Fiber-optic cable allows a much greater volume of data and at much higher speeds than typical household connections such as Digital Subscriber Line (DSL) and cable. Speed is judged in megabits per second (Mbps). While DSLs download at 10-15 Mbps and Charter Spectrum offers cable plans starting at 60 Mbps, fiber-optic connections can range anywhere from 100 Mbps to 1,000 Mbps (otherwise known as a gigabit).
Fastest speeds and greater bandwidth are required as companies reduce their reliance on systems and applications that run locally. One report finds that 93 percent of U.S. companies have at least some of their business systems running off-site, in the cloud.
For this reason, as the Chamber’s report makes clear, fiber-optic connectivity — both that being utilized, “lit fiber,” and that which is available, “dark fiber” — is key to economic development.
“Because Worcester has the ability to offer dark fiber as well as options for lit fiber, it becomes an attractive city for industries in need of high bandwidth,” the report states.
Chattanooga, Tennessee, began offering gigabit speeds six years ago. “An independent study confirmed that the ‘infrastructure has generated $865.3 million to $1.3 billion in economic and social benefits while creating between 2,800 and 5,200 new jobs,’ ” the report states.
Just last month, Chattanooga began offering speeds of 10 gigabits per second even to residents.
All this makes clear that we’ve entered an age when access to super high-speed Internet is a competitive advantage for cities such as Worcester. Equally clear is that we’re entering an era when it is easy to lose that advantage unless we continue to build capacity and infrastructure.

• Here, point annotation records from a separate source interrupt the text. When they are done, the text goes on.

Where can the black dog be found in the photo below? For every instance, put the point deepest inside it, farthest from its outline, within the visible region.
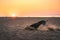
(36, 25)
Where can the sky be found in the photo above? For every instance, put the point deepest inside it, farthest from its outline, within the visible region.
(29, 8)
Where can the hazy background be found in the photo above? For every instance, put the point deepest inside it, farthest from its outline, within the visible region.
(30, 8)
(13, 28)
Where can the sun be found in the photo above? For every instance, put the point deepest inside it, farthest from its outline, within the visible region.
(13, 15)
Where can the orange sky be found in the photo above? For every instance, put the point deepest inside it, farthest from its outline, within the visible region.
(30, 8)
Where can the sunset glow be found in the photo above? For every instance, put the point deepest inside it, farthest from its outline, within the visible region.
(30, 8)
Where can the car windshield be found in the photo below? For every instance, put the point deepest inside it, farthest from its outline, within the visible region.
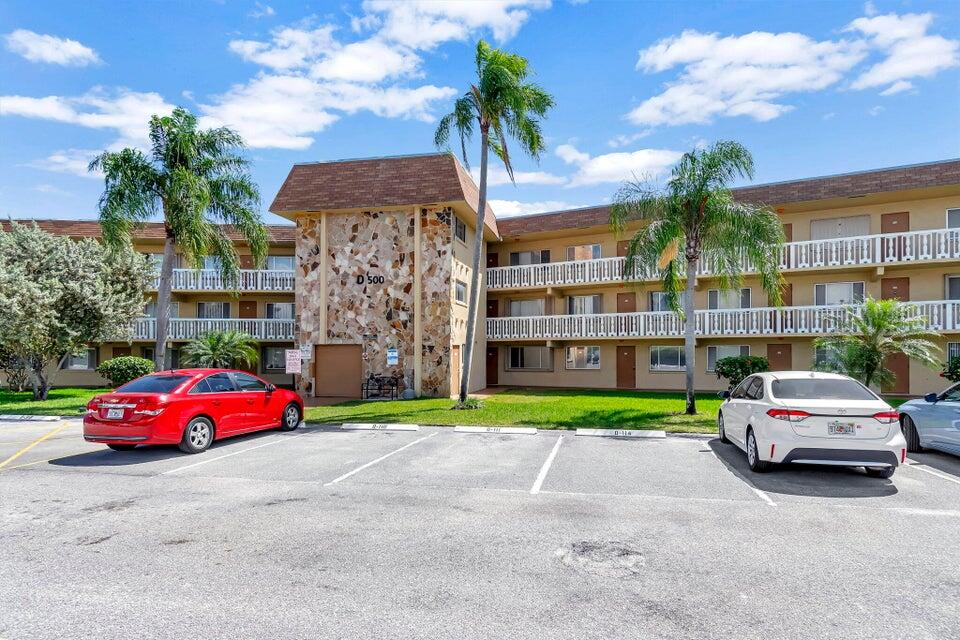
(820, 389)
(164, 383)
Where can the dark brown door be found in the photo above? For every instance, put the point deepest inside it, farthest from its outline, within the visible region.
(337, 370)
(780, 357)
(626, 367)
(626, 302)
(895, 289)
(493, 365)
(899, 365)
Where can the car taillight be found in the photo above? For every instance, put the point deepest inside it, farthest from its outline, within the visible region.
(887, 417)
(790, 415)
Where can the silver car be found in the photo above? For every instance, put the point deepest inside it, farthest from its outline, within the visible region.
(933, 422)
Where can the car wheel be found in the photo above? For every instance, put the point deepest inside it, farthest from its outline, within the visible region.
(881, 472)
(723, 432)
(753, 455)
(290, 419)
(910, 433)
(198, 436)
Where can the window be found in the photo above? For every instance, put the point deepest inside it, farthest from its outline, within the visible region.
(213, 310)
(580, 305)
(837, 293)
(521, 308)
(583, 357)
(280, 310)
(529, 358)
(667, 359)
(584, 252)
(280, 263)
(658, 301)
(518, 258)
(83, 361)
(953, 218)
(717, 299)
(725, 351)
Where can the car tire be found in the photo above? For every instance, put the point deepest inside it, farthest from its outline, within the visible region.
(197, 436)
(881, 472)
(911, 435)
(753, 455)
(290, 418)
(721, 430)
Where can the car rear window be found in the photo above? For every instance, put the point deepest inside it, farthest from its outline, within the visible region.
(820, 389)
(154, 384)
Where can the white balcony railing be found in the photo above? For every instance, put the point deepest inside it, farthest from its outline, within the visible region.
(941, 316)
(263, 329)
(892, 248)
(249, 280)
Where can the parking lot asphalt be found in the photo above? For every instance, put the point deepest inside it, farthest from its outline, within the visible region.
(437, 534)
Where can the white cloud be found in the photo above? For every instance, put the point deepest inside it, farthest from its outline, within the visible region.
(124, 111)
(497, 175)
(511, 208)
(616, 167)
(37, 47)
(910, 51)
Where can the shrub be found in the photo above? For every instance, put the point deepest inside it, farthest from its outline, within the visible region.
(951, 370)
(736, 368)
(123, 369)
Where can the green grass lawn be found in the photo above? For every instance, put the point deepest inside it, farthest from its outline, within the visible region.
(545, 409)
(67, 401)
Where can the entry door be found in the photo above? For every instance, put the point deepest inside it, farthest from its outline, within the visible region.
(626, 367)
(493, 365)
(895, 289)
(626, 302)
(780, 357)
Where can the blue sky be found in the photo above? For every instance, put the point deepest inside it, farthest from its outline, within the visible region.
(811, 88)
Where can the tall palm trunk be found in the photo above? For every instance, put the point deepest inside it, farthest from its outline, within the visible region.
(475, 277)
(690, 335)
(163, 303)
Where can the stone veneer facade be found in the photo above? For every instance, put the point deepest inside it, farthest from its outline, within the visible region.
(378, 315)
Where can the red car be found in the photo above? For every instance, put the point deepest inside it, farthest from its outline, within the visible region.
(190, 408)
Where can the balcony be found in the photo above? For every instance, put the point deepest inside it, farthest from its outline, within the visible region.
(940, 316)
(262, 329)
(862, 251)
(249, 280)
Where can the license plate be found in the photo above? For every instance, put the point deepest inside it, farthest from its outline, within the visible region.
(842, 428)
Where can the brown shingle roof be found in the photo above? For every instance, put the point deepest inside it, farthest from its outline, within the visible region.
(932, 174)
(150, 231)
(378, 182)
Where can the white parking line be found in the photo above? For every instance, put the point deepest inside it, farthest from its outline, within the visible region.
(380, 459)
(535, 489)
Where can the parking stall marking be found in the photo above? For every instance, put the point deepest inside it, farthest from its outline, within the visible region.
(378, 460)
(535, 489)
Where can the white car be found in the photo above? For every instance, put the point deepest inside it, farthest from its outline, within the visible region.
(810, 417)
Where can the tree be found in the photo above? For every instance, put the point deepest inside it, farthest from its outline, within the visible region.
(502, 104)
(694, 217)
(58, 295)
(222, 349)
(870, 333)
(196, 179)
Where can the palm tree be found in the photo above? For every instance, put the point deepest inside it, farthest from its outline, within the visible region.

To that end, the report offers five recommendations regarding fiber-optic capabilities in Worcester:
- Educate stakeholders on the importance of fiber to economic development.
- Establish city leadership on fiber development and accessibility.
- Create a fiber accessibility task force.
- Partner with higher education to support enhanced networks for the future.
- Increase communication between vendors and the business community.
Implementing these recommendations should ensure Worcester properly markets and retains its competitive advantage among cities of similar size.
We applaud the Chamber for its efforts and its recommendations. While this is a good start, we believe the city should expand the focus of its connectivity efforts to include two areas: residential neighborhoods and cost.
The report states: “Using the National Broadband Map and a nationwide sample of real estate prices from 2011 to 2013, the study’s authors found that access to fiber may increase a home’s value by up to 3.1 percent.”
Additionally, while most homes currently have access to adequate bandwidth at speeds less than a gigabit, bandwidth-heavy applications (think: streaming video) and an increased number of connected devices portend a greater future need for fiber connections to homes.
Ensuring that residents can benefit from fiber-optic connectivity as much as businesses, and ensuring that this access is reasonably priced, will help Worcester stay ahead in an increasingly online world.